I’m not a Luddite. Decades ago, when the Web was brand-new, I began to write about how access to more points of view was becoming a positive force in the world. I still believe that, even as Internet
gossip also does so much damage. Media domination by a handful of mega-corporations whose mission is to sell eyeballs to advertisers is not good for anyone. Diversity in viewpoints can drive creativity.
Research is uncovering fascinating insights into how our tone of voice, facial expression and eye contact – and even eating together – can act below our awareness to calm our automatic stress responses. Yet those means of communication, which are so important, are almost completely missing from social media. It is no wonder we are desperately eager to stay superficially engaged, even when we know how dangerous distracted driving is.

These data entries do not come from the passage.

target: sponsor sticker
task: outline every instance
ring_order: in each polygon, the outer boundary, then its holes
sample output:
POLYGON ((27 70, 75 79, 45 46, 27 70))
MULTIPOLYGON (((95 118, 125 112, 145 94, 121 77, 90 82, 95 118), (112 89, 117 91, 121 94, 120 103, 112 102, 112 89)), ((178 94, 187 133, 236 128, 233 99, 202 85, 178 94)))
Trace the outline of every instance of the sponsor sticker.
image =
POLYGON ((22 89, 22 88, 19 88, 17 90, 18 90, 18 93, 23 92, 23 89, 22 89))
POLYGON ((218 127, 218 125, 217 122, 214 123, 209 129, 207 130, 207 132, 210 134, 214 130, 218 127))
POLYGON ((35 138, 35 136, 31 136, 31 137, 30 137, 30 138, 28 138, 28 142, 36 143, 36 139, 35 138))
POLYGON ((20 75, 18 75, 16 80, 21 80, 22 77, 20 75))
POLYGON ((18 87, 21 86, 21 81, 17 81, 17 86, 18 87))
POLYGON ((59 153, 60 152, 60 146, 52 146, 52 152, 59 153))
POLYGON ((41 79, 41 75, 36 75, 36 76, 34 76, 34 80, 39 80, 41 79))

I myself don’t feel a great need to pay attention to text messages and so forth while driving. Don’t get me wrong – I feel the urge. But I rarely have trouble resisting it. So I’ve asked myself why this might be. The answer from my gut is that I have a good social support network – people I meet with regularly, face-to-face. These are people I trust deeply, from church, work, and our crisis intervention team. Social support has a very strong correlation to resistance and resilience under pressure. My intuition is that for people who build and maintain that kind of support, it is far easier to resist the urge to see and respond to every text, email or posting.
When we don’t have strong social support, we often buy into the myth that just getting away from the sources of stress will give real relief. However, what really happens is that our “fight-or-flight” response just changes into different kinds of fighting (seen any online political fighting lately?) or fleeing (noticed anybody who is emotionally checked out around you?).